Helen M. Post, “Xanti Schawinsky’s Spectodrama,” 1936-1937. Collection of Michael Reid.
Xanti Schawinsky (b. 1904 Basel, Switzerland – d. 1979 Locarno, Switzerland)
Alexander (Xanti) Schawinsky was born to Jewish parents in Switzerland. He was one of the original members of the Bauhaus in Germany where he worked as a painter, graphic designer, and dramatist. When the Bauhaus was closed under pressure from the Nazis in 1933, Schawinsky escaped to Italy, where he organized several Bauhaus exhibitions. In 1936, Josef Albers secured Schawinsky and his wife Irene passage to the U.S. as fascism began to gain traction in Italy.
Upon arriving at Black Mountain, Schawinsky taught painting and drawing.

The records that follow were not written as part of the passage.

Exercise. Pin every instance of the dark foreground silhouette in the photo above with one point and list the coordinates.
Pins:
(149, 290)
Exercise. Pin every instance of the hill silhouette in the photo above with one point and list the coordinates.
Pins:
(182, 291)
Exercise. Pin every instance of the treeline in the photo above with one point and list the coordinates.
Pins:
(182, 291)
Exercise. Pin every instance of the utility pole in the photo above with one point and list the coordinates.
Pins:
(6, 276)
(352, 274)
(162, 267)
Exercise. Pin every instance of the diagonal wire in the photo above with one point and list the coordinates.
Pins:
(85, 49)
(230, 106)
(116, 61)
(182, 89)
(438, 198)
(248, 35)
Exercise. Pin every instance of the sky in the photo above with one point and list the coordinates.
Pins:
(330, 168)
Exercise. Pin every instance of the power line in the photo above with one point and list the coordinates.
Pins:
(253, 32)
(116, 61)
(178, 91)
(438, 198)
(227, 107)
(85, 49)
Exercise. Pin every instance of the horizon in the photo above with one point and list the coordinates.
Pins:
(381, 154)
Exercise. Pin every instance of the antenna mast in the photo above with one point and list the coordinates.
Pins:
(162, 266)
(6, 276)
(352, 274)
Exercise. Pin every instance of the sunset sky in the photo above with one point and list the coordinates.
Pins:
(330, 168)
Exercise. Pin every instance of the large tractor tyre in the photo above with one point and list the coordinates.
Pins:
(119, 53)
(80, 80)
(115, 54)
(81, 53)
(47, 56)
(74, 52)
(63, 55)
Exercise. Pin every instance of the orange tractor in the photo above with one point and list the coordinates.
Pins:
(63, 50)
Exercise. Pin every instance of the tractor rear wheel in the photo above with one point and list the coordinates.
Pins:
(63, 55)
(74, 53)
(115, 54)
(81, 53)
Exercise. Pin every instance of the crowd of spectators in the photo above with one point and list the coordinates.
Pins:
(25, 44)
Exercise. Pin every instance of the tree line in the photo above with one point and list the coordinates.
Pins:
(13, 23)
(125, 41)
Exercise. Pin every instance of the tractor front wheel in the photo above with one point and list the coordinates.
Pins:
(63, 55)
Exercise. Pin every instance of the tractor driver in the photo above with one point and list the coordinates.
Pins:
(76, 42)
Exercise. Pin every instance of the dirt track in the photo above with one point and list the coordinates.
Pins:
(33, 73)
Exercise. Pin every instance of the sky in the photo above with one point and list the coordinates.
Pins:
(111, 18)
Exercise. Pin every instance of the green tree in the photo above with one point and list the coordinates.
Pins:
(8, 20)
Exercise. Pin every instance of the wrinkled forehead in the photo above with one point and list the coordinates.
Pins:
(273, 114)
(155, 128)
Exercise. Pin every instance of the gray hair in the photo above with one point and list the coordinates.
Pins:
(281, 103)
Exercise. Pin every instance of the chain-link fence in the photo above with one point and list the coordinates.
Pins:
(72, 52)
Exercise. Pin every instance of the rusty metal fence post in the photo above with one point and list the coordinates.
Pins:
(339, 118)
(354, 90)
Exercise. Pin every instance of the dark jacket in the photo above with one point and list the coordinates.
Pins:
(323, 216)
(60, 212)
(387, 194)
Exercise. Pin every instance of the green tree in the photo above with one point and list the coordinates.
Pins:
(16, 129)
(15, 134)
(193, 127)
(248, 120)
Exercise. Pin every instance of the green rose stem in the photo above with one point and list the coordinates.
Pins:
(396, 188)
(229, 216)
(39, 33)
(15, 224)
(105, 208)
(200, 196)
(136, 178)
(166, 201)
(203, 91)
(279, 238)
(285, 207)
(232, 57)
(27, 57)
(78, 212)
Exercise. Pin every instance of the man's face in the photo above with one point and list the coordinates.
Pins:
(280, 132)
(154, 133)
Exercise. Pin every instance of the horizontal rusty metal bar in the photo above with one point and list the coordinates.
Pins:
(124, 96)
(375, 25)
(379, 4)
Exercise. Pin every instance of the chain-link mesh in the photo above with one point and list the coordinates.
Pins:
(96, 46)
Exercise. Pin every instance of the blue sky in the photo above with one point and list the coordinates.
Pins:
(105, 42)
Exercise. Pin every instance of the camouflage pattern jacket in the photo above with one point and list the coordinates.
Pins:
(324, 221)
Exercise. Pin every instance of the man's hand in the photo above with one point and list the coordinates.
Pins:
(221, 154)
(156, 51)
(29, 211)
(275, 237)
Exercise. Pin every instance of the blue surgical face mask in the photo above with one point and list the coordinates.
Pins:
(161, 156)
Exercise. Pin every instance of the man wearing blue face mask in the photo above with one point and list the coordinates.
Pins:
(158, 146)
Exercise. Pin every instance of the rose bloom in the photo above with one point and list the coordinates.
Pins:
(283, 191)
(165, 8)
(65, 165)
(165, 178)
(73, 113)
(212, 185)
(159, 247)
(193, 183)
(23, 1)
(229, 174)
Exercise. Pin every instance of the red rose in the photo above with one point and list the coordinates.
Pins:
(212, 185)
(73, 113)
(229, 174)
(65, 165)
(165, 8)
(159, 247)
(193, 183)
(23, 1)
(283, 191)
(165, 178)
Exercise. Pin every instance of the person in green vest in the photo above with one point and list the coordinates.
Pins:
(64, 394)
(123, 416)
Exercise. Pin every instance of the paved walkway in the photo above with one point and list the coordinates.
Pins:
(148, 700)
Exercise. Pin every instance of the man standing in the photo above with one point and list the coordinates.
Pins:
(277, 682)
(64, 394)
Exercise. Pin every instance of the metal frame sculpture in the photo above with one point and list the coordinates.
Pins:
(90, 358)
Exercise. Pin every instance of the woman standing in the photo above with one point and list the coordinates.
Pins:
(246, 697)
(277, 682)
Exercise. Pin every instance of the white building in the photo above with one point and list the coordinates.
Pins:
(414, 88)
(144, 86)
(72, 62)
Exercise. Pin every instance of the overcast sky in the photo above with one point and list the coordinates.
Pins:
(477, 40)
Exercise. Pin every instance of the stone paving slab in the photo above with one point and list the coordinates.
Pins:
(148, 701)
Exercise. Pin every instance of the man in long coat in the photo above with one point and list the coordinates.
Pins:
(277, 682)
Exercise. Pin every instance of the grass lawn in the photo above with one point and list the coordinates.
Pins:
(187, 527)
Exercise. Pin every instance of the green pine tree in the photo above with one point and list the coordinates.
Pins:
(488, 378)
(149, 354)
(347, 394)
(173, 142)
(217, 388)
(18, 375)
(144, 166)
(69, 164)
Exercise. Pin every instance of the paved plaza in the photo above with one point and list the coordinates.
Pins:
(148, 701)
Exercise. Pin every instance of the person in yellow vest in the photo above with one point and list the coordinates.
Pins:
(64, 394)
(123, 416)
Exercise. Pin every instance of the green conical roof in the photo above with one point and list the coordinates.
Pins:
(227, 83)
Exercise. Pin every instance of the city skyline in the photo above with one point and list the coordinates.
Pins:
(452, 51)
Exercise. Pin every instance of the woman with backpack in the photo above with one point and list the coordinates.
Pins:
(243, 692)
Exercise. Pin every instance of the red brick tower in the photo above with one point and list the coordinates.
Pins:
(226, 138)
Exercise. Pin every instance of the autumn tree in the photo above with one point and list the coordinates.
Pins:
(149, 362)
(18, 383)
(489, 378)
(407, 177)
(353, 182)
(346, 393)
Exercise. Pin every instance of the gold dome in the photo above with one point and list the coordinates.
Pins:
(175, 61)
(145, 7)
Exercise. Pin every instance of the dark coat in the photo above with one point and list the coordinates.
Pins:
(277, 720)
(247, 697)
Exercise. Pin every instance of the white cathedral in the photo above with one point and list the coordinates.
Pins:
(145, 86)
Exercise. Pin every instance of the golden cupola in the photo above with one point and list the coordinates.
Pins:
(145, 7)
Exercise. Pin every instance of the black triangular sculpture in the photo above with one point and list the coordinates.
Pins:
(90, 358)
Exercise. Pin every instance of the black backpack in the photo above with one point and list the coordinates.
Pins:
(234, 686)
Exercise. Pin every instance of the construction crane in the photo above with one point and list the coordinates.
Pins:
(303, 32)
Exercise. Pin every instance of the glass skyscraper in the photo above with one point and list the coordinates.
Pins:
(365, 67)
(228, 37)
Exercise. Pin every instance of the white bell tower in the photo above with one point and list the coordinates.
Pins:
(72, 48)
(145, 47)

Later, he became more involved in the printing press and theater, using the stage as an educational medium. Schawinsky had learned about the theater from Oskar Schlemmer at the Bauhaus, and brought an avant-garde, experimental spirit with him to BMC. This work influenced many Black Mountain students, establishing the foundation for Elizabeth and Pete Jennerjahn’s Light Sound Movement workshops in the 1950s. Schawinsky is credited with bringing Bauhaus avant-garde theater to the U.S. through his time teaching at Black Mountain College.
Eventually, Schawinsky became a polarizing figure at BMC and ended up leaving in 1938. Though he was offered a position in Chicago at the Institute of Design’s New Bauhaus, Schawinsky opted to move to New York where he focused on painting rather than theater. He was an integral figure in the New York art scene, having solo exhibitions and participating in Bauhaus retrospectives around the world. He died in 1979.